The problem with distributed systems, is that no matter what the question is, the answer is inevitably ‘It Depends’.
When you cut a larger service apart, where you cut depends on latency, resources, and access to state, but it also depends on error handling, availably and recovery processes. It depends, but you probably don’t want to depend on a message broker.
Using a message broker to distribute work is like a cross between a load balancer with a database, with the disadvantages of both and the advantages of neither.
Message brokers, or persistent queues accessed by publish-subscribe, are a popular way to pull components apart over a network. They’re popular because they often have a low setup cost, and provide easy service discovery, but they can come at a high operational cost, depending where you put them in your systems.
In practice, a message broker is a service that transforms network errors and machine failures into filled disks. Then you add more disks. The advantage of publish-subscribe is that it isolates components from each other, but the problem is usually gluing them together.
For short-lived tasks, you want a load balancer
For short-lived tasks, publish-subscribe is a convenient way to build a system quickly, but you inevitably end up implementing a new protocol atop. You have publish-subscribe, but you really want request-response. If you want something computed, you’ll probably want to know the result.

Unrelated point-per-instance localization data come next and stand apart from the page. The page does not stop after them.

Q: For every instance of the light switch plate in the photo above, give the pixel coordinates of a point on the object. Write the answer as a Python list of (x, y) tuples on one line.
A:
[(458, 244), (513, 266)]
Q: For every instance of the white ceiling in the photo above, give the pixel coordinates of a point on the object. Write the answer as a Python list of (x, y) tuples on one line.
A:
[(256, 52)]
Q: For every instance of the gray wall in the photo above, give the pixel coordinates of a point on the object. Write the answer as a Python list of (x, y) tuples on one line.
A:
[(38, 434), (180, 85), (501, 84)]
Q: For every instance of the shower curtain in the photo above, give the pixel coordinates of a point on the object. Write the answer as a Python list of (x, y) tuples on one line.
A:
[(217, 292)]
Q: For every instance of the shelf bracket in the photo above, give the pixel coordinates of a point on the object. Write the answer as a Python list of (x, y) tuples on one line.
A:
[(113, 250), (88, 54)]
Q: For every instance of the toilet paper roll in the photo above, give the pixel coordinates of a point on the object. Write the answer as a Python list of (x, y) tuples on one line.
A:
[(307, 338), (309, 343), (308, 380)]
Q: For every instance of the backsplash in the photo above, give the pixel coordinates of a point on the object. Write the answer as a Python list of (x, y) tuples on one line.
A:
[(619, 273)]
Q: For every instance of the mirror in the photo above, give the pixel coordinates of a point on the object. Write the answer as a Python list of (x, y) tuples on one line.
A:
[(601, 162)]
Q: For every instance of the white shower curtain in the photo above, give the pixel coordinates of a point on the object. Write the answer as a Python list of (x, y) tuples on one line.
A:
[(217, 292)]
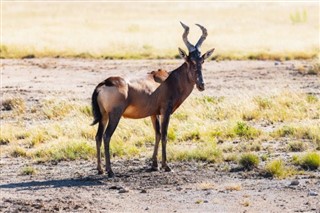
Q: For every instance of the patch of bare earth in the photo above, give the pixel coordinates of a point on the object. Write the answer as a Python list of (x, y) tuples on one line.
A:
[(74, 186)]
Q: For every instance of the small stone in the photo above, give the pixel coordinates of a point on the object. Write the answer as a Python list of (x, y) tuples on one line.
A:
[(115, 187), (294, 183), (312, 193), (179, 188), (123, 190)]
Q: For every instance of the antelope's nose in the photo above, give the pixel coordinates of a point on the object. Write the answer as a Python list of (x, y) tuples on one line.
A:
[(200, 86)]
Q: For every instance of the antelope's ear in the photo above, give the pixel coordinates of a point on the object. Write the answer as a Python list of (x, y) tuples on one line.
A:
[(207, 54), (183, 54)]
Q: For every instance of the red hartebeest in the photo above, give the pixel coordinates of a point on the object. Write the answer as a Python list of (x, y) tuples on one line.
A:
[(157, 96)]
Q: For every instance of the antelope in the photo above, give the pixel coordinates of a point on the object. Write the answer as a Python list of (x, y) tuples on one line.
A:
[(157, 97)]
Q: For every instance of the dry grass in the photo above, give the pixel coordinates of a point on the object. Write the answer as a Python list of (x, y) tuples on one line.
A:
[(233, 187), (204, 129), (55, 29)]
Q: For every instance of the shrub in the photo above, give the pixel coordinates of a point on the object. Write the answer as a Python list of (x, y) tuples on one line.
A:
[(14, 104), (18, 152), (277, 168), (206, 151), (242, 129), (297, 146), (249, 161), (28, 170), (310, 161)]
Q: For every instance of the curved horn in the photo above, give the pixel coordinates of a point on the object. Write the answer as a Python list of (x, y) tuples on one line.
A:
[(203, 37), (185, 39)]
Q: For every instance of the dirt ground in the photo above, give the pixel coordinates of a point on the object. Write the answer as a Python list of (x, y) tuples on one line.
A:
[(74, 186)]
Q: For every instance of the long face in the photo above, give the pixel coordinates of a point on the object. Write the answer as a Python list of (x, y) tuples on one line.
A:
[(194, 59), (195, 63)]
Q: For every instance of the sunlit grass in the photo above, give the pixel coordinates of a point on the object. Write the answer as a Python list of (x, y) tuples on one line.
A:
[(277, 168), (208, 129), (55, 29), (249, 161)]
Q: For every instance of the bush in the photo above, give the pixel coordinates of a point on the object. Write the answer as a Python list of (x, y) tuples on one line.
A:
[(242, 129), (310, 161), (249, 161), (296, 146), (277, 168)]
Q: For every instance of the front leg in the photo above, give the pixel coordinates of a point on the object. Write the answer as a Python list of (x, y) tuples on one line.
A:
[(156, 127), (164, 131)]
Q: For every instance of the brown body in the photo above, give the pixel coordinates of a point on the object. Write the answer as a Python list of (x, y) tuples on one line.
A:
[(158, 94)]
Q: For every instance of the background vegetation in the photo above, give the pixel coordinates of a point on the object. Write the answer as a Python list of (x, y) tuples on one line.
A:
[(151, 30), (206, 129)]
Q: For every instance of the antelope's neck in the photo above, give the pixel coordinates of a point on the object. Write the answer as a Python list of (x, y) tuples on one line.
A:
[(181, 86)]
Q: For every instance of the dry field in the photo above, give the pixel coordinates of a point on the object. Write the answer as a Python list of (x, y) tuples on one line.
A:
[(152, 30), (249, 142)]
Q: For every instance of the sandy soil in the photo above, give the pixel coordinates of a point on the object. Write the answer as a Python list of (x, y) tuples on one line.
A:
[(193, 187)]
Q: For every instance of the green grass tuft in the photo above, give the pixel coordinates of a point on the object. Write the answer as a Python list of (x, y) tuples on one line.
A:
[(310, 161), (249, 161), (205, 151), (276, 168), (28, 170), (242, 129)]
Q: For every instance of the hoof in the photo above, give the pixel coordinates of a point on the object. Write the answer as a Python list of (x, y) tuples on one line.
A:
[(110, 174), (153, 169), (167, 169)]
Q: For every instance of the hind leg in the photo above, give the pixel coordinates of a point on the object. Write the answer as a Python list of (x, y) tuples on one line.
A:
[(101, 128), (114, 118), (156, 127)]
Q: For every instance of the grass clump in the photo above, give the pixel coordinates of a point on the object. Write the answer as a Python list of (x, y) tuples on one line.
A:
[(206, 151), (18, 152), (297, 146), (242, 129), (249, 161), (17, 104), (28, 170), (68, 150), (56, 109), (277, 168), (310, 161)]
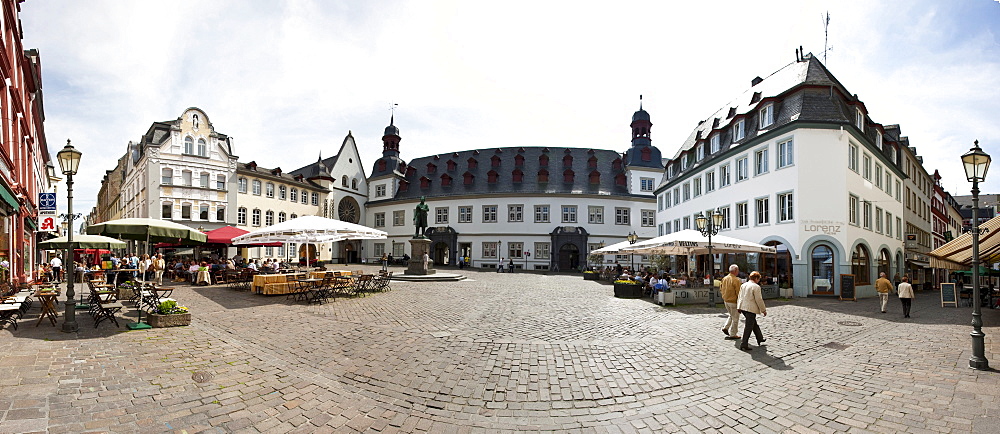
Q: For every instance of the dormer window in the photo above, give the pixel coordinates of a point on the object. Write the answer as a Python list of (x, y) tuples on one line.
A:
[(766, 116)]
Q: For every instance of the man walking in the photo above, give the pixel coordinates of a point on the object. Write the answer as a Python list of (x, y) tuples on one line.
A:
[(730, 289), (884, 287)]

Starting with publish-subscribe makes work assignment easy: jobs get added to the queue, workers take turns to remove them. Unfortunately, it makes finding out what happened quite hard, and you’ll need to add another queue to send a result back.
Once you can handle success, it is time to handle the errors. The first step is often adding code to retry the request a few times. After you DDoS your system, you put a call to sleep(). After you slowly DDoS your system, each retry waits twice as long as the previous.
(Aside: Accidental synchronisation is still a problem, as waiting to retry doesn’t prevent a lot of things happening at once.)
As workers fail to keep up, clients give up and retry work, but the earlier request is still waiting to be processed. The solution is to move some of the queue back to clients, asking them to hold onto work until work has been accepted: back-pressure, or acknowledgements.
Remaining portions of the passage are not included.